Plans to give $15 million in grants to local officials for gun buy-back programs were unveiled at the White House. Housing and Urban Development Secretary Andrew Cuomo said mayors would be able to tailor their projects to meet local needs. He suggested $50 be paid for each weapon. That would allow the purchase and destruction of some 300,000 guns nationwide.

Drought has spread and deepened across much of the Eastern US, the Agriculture Department reported. It said severe to extreme drought conditions exist from Maine to Indiana and southward through Florida. A month ago, those conditions were confined primarily to the mid-Atlantic states, plus portions of Kentucky and Ohio.

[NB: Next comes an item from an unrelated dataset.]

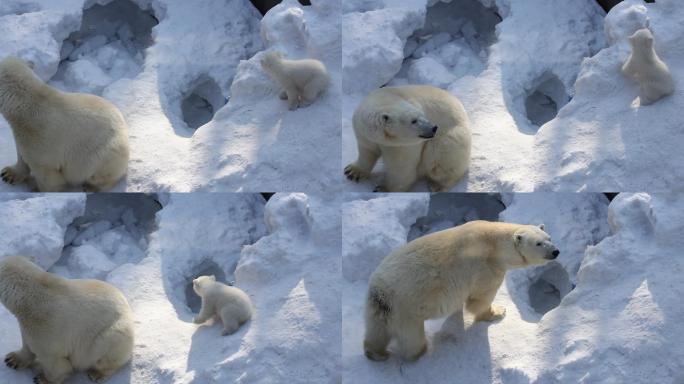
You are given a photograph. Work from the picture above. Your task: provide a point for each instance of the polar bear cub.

Public schools reopened in Detroit after striking teachers voted to return to work, pending the outcome of balloting on a new contract. Ballots were expected to be mailed to teachers around Sept. 20, said Keith Johnson, the union's lead negotiator. Rejection of the tentative deal could send teachers back to picket lines, but Johnson said he didn't think that was likely. The strike began Aug. 30.

Auditors have found almost 48,000 Holocaust-linked accounts in Swiss banks - far exceeding a claim by Swiss bankers in 1995 that only 775 such accounts existed, according to a draft report of an international group probing the issue. The summary report of a commission set up in 1996 by Swiss banks and the World Jewish Congress was obtained by the Associated Press. It finds no evidence of "systematic efforts to divert the funds of victims of Nazi persecution to improper purposes," but criticizes Swiss banks for "questionable practices" and "widespread insensitivity." The panel is headed by former Federal Reserve Chairman Paul Volcker.

A Texas family agreed to sell the 95,000-acre Baca Ranch in northern New Mexico to the Forest Service for $101 million. Situated in the Jemez Mountains about 60 miles northwest of Santa Fe, the ranch is rich in wildlife, including one of the nation's largest wild elk herds. It is owned by heirs of oil man James Dunigan, who died in 1980. Last year, Congress authorized a $40 million down payment for the purchase, and the White House agreed that a trust should be set up to manage the property.